Born in Doha, he completed an undergraduate degree in electrical engineering at New Mexico State University in 1993 before going on to gain a Master's Degree in Sports Management from the University of Lyon. He served in the Qatar Armed Forces before becoming involved in national level sports administration positions.

His first major organizational projects came as Director General of the committees for the 17th Arabian Gulf Cup and the 2005 West Asian Games, as well as being a committee member for the 2006 Asian Games. He served as the Secretary General of the Qatar Olympic Committee, President of the Qatar Basketball Federation and Vice-President of the International Fencing Federation (FIE).

Sheikh Saoud played a major role in the winning of bids for Qatar's first international level sports competitions including the 2014 FINA World Swimming Championships (25 m), the 2015 World Men's Handball Championship, 2016 UCI Road World Championships, 2018 Artistic Gymnastics World Championships and the 2019 World Championships in Athletics (being the bid leader for the latter). These projects formed part of the Qatar National Vision 2030, a long-term government plan to develop the nation's economic and cultural wealth.

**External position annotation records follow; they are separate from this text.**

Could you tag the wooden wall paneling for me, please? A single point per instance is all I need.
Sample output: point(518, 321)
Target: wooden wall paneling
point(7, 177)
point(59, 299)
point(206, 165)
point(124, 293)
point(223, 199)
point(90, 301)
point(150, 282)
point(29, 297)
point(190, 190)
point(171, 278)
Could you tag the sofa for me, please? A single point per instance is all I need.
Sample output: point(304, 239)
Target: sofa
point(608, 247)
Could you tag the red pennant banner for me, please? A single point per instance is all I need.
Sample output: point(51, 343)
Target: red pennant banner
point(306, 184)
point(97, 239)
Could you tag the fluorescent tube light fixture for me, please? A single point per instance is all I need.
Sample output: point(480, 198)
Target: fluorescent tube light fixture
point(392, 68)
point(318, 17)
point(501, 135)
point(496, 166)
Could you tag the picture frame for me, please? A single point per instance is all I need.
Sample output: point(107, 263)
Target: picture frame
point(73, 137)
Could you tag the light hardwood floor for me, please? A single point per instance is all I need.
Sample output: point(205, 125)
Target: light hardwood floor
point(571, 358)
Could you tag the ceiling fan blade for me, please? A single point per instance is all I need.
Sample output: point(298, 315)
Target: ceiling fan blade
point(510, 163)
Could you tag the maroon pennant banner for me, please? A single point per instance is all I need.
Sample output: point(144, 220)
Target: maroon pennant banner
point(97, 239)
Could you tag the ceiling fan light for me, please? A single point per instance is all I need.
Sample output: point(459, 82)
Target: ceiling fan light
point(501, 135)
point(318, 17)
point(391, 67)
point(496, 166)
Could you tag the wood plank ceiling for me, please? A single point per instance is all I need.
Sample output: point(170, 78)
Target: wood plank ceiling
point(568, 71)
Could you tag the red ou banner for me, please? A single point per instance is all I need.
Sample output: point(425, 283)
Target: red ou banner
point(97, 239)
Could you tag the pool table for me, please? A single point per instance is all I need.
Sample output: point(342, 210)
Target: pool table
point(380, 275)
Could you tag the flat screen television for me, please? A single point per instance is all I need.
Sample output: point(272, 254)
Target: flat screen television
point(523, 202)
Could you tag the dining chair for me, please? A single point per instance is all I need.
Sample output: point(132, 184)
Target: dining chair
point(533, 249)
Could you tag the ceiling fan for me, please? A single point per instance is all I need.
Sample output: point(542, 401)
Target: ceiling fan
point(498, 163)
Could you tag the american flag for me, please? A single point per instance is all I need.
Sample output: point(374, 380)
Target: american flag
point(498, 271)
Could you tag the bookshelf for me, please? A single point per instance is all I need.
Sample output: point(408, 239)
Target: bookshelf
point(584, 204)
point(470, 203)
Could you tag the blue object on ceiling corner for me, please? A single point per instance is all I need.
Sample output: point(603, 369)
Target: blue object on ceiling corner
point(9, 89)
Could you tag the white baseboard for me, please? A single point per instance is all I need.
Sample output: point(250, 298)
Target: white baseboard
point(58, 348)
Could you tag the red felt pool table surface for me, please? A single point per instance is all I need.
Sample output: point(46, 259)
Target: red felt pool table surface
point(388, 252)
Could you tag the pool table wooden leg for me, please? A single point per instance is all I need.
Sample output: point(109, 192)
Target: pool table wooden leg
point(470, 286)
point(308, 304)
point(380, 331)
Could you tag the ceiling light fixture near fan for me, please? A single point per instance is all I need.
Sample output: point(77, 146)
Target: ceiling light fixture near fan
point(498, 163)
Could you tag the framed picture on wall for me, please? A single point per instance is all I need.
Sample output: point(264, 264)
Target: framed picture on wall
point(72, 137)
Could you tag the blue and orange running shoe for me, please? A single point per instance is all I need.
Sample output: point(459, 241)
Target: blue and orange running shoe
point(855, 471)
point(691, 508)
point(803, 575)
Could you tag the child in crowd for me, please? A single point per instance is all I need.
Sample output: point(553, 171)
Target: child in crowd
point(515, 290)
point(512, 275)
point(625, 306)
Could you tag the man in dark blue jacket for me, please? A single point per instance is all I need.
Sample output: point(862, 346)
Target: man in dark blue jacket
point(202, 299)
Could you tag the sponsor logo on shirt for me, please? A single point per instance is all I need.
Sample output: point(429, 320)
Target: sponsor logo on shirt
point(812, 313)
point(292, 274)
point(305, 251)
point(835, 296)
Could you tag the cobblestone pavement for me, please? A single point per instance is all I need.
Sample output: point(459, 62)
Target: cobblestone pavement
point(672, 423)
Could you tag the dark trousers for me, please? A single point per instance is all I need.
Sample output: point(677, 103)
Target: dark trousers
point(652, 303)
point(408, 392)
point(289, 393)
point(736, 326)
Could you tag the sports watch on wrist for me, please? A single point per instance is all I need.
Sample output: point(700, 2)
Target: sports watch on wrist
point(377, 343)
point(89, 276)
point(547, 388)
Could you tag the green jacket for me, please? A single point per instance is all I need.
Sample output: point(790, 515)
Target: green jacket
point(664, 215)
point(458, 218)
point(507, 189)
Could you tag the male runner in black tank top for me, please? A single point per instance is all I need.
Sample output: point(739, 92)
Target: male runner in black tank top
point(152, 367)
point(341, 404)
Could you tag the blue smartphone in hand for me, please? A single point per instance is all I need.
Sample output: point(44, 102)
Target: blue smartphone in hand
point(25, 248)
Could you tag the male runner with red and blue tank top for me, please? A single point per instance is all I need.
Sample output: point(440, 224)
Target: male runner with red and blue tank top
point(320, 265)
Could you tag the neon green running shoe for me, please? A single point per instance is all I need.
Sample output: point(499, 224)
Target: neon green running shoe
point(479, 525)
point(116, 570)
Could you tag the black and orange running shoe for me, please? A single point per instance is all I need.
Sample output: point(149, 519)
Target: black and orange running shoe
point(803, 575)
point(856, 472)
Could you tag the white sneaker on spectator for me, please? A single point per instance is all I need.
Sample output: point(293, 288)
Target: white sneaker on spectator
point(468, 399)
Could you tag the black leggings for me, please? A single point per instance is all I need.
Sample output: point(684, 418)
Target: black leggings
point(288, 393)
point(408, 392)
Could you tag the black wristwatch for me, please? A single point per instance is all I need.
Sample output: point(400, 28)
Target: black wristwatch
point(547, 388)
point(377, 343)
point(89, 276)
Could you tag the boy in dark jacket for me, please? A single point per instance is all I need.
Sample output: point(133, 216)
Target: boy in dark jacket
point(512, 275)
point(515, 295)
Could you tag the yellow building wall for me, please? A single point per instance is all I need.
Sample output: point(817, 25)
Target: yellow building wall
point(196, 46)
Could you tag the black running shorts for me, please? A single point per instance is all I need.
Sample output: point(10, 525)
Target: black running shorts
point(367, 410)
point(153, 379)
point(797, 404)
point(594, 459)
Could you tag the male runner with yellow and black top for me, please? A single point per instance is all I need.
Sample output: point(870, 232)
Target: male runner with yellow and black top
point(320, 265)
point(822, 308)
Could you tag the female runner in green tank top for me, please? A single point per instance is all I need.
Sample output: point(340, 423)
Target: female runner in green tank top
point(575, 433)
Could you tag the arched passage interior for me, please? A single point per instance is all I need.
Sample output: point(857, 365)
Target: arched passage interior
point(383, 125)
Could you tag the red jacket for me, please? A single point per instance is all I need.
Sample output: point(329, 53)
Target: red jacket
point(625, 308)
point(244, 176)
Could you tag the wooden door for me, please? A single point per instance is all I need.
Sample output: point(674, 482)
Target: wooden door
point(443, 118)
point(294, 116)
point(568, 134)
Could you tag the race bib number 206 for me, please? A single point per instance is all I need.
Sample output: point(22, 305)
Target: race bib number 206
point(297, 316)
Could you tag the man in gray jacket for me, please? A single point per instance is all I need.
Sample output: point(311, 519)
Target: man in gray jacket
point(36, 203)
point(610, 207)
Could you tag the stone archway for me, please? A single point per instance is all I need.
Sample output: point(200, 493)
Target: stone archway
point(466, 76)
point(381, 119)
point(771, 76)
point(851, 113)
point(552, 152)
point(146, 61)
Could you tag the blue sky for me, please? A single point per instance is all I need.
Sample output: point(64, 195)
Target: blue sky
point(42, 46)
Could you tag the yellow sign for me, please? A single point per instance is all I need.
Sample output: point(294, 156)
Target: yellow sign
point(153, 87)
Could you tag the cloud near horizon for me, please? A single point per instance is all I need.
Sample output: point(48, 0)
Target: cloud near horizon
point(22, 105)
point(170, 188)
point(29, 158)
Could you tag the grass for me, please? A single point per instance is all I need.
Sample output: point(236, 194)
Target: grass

He also promotes the participation of Qatari women in sports, noting the increased investment in women's sports in the country and participation of its female athletes at the 2011 Pan Arab Games and 2012 London Olympics.

He is a sports enthusiast and is particularly interested in tennis, shooting sports, soccer and swimming.

He served as Secretary General of the Qatar Olympic Committee from 2002 – 2015.

In 2017, he was appointed Ambassador of the State of Qatar to the Federal Republic of Germany and Non-resident Ambassador to the Czech Republic (2017-2019).

As Ambassador of Qatar to Germany he had many significant achievements, notably the opening of the Arab Cultural House “Al Diwan” in Berlin, a cultural house aimed at strengthening German and Arab cultural relations. The Embassy of the State of Qatar restored and rehabilitated the building to preserve its historical character and transformed it into an Arab cultural house. "Al Diwan" holds significant importance as the first Qatari cultural center outside the State of Qatar. Its opening marked a new chapter in Qatari-German cultural relations.

In 2020, he was appointed Chief of the Amiri Diwan on 27 October 2020 by the Amiri Order (5) of 2020.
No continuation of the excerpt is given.